I think I just found the solution to my needs. Thanks for the info


Smurfe


----------



## Waldo (Dec 12, 2005)

WOW















Northern Winos said:


> Waldo said:
> 
> 
> > Where the heck is the wine?
> ...


----------



## ARCHER (Dec 12, 2005)

Boy, that Sam's club rack really holds a lot of bottles. 


Thats a lot of weight, you mightwant to tie them into the wall, somehow.


Archer


----------



## PolishWineP (Dec 12, 2005)

Well Archer, good comment. You got me curious soI went downstairs for a look-see. I couldn't find any place that we attached them to the wall, but I gave them a good yank. I promise you, they aren't going anywhere. With the weight on the back they are very stable. So, no worries!


----------



## ARCHER (Dec 12, 2005)

PWP,


I'm impressed. I didn't mean to put your rack down, it just looked a little top heavy. The good part is its metal and apparently very strong. Its also moveable (That would be a bit of work to relocate all those bottles), but it could be done. You probably won't find any greater capacity for a given floorspace. I will check them out.


I have room for them upstairs, but have always been concernedthat the heat of summer wouldn't be good for my wine. The last two years, my wines have aged under the house. It gets a little cold in winter so I'm not sure which extreme is worst. No room under the house for those racks. Any thoughts about this?


----------



## PolishWineP (Dec 13, 2005)

Archer,


I didn't think at all you were questioning our wine rack. It was a worthy concern. 

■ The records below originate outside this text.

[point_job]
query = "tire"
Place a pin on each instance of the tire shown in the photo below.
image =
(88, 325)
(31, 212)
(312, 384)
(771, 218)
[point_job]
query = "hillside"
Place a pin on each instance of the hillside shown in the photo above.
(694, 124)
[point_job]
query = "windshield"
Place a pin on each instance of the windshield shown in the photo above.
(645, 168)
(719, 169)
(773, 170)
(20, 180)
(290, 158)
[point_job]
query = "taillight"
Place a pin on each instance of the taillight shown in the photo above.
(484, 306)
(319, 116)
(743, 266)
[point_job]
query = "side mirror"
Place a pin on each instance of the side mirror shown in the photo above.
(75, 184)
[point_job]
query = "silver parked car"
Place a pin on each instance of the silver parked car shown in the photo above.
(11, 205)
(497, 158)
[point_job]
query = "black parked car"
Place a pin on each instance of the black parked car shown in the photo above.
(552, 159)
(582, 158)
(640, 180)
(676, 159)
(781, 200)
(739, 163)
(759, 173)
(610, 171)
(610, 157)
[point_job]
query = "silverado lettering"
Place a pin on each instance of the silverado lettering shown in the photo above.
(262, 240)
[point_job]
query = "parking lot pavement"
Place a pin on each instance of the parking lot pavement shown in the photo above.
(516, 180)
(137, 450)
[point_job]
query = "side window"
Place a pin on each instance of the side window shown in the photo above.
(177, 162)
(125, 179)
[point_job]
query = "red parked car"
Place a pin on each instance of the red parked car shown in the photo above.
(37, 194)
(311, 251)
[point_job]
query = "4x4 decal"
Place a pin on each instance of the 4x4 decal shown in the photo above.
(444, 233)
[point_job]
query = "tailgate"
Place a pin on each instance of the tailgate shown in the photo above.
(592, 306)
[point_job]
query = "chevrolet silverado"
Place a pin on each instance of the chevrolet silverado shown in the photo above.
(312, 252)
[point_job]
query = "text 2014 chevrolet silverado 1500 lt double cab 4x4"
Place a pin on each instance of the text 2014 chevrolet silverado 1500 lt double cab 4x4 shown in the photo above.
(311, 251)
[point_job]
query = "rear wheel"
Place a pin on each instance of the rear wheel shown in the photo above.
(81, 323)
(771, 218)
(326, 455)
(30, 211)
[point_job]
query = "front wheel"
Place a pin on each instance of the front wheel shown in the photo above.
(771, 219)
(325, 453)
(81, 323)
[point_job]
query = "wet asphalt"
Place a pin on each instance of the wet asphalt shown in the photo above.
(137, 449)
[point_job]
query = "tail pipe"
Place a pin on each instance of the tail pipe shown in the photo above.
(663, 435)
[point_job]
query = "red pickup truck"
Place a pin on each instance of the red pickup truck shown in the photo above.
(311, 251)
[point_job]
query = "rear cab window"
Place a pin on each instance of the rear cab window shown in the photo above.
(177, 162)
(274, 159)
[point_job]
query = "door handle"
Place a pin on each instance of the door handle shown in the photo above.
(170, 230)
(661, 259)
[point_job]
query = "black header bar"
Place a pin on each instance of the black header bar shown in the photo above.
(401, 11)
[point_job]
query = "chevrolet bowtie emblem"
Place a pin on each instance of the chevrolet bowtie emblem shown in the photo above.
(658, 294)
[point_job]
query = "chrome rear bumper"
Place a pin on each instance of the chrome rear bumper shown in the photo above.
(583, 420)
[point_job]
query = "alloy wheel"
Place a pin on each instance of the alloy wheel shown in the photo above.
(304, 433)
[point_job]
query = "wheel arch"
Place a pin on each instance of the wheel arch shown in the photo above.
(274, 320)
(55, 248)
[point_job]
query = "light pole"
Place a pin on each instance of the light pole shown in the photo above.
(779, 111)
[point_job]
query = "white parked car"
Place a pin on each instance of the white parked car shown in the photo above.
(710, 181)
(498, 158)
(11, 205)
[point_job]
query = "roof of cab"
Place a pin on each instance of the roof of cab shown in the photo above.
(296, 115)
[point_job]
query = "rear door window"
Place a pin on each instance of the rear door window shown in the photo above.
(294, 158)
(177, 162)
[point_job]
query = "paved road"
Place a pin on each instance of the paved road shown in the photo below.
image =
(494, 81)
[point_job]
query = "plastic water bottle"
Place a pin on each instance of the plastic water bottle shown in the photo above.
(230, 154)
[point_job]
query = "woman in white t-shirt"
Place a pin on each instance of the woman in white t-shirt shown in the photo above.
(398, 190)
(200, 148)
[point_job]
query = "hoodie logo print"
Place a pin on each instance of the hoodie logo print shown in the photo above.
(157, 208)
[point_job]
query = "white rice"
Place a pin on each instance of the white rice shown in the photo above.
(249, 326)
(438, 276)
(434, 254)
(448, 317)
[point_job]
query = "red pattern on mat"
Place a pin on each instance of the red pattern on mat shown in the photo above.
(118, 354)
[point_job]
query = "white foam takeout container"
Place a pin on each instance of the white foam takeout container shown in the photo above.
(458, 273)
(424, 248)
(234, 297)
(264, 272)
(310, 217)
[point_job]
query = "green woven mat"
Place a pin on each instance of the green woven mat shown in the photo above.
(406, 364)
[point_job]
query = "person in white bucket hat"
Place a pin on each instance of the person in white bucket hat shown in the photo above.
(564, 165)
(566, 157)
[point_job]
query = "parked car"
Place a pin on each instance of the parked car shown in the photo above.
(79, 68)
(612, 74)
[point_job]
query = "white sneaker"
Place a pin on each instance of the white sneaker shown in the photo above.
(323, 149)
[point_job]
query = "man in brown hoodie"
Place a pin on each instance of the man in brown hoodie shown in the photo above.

I don't know what I'd do without a basement. If you have to store your wines upstairs you may have to bite the energy cost to keep the temp stable. But if you don't keep them in the bottle that long you may not need to worry too much. Maybe store your long-term agers under the house. Everyone's situation is different and we often just have to punt. 


Winemaking is like football. You may fumble but there's always a chance of recovery!


----------



## peterCooper (Dec 13, 2005)

PWP said:


> Winemaking is like football. You may fumble but there's
> always a chance of recovery!



Yes, just like football. Lots of action for 3 seconds and then an age waiting 
for the next play.BUT... you don't have to wear padding and a helmet


----------



## bilbo-in-maine (Dec 13, 2005)

> BUT... you don't have to wear padding and a helmet



Well.... Think back to some of the gear Stinkie has to wear at times!


----------



## ARCHER (Dec 13, 2005)

Didn't I see Stinkie wearing an aluminum foil, skull-mounted memory probe or something like that?


----------



## peterCooper (Dec 14, 2005)

I did too.
And he has his cheerleaders (palmolive)


----------



## ARCHER (Dec 14, 2005)

Hey Stinkie, show us your wine storeagefacility.


----------